We all wish one another, “Happy New Year” today. We hope each year that this year will be better for us than the past year was or, in some rare and fortunate cases, as good as the past year. The blessing that the Lord taught Moses to pray over his people says it all: The Lord bless you and keep you. The Lord let his face shine upon you and be gracious to you. The Lord look upon you kindly and give you peace. A simple prayer; the prayer which God himself taught us, we are told.
We have many echoes of this Biblical prayer: when we offer a mere, God bless you, this is the shortest, the most commonly heard wish. Not because someone sneezes but because I truly wish that I want God to be close to you and I say it because I really mean it. We might even try saying, God be with you, today instead of Happy New Year. Or say both: now that would get people’s attention! How simple but how much richer, more meaningful to wish each one another: Happy New Year; and Peace be with you. Today is the Church’s World Day of Peace; might we not wish peace to one another and really mean it?
Just a week ago at the First Mass of Christmas, we heard in the Gospel what the heavenly host sang when the news of the Savior’s birth was proclaimed: Gory to God in the highest–highest glory ever given to God; but on earth peace—peace to whom God favors. Whom does God favor? God favors all those who are people of peace. Remember the prayer of Saint Francis of Assisi: if you want peace give peace; if you want love give love. To God be the glory and to the people be his peace. Peace and love: Blessed are the peacemakers, for they shall be called children of God. They are the ones who shall come to behold the glory of God.
What does any of this have to do with today’s feast which we are celebrating–the Solemnity of Mary, the Mother of God? It has everything to do with today’s feast, doesn’t it? Who is it who is my mother? Who are those who are my brothers and sisters, Jesus asked. Those who hear the Word of God and keep it. Those who are peacemakers. Those who live like Mary and Joseph at Nazareth, the Holy Family, a family of peace. Where does peace start? In the home, doesn’t it? With those who live with me, wherever my community may be. There, may peace be with you and may God bless you.

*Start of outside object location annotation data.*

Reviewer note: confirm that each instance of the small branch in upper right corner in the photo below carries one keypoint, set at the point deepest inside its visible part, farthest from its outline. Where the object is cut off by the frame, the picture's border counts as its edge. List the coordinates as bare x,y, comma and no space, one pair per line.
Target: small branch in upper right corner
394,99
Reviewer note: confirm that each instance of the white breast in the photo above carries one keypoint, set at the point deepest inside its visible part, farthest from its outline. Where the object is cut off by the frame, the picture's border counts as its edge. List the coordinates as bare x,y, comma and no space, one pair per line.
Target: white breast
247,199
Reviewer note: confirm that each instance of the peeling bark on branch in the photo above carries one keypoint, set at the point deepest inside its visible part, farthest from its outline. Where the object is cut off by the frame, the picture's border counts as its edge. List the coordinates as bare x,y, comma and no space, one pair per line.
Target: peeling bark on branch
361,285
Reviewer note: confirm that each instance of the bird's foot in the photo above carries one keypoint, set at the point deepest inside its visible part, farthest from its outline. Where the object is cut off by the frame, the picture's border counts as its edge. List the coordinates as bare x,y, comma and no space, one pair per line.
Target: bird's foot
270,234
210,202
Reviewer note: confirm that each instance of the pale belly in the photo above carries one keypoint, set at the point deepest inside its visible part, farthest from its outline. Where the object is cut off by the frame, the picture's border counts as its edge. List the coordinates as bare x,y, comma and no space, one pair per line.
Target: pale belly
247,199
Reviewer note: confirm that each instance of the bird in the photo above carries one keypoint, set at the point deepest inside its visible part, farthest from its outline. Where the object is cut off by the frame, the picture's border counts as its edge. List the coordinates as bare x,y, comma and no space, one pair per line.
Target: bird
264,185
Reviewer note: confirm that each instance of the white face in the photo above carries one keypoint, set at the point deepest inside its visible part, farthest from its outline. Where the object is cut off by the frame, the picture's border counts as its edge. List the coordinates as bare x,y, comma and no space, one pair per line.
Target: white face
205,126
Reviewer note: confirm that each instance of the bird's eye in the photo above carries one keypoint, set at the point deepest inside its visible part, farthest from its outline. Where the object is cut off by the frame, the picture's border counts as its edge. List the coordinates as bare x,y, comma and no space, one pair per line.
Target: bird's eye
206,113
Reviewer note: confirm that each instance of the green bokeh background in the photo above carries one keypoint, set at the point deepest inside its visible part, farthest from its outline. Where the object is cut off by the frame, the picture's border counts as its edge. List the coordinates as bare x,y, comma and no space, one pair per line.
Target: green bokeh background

Today’s feast of the Mother of God is part of the Christmas feast, the Octave Day of Christmas, the eighth day when the divine infant was given his name and enrolled in Israel, a son of Abraham. They named him Jesus, the name given him by the angel before he was conceived in the womb of his Virgin Mother Mary. As Joseph was told in a dream one night: You must name him Jesus because he will save his people from their sins. This is the savior whom God has promised you, the savior of the world. Today in the city of David is born to you a savior who is Christ the Lord. And, by the way, you will find him lying on straw in a cattle trough, a manger, with his mother resting in the straw next too him.
Such is the mystery of the feast we celebrate this day–a day for glory, a day for peace. A day for reflecting on these things in our hearts. A day for thanking God for the merciful mother whom Jesus gave us, the mother of our savior, our mother.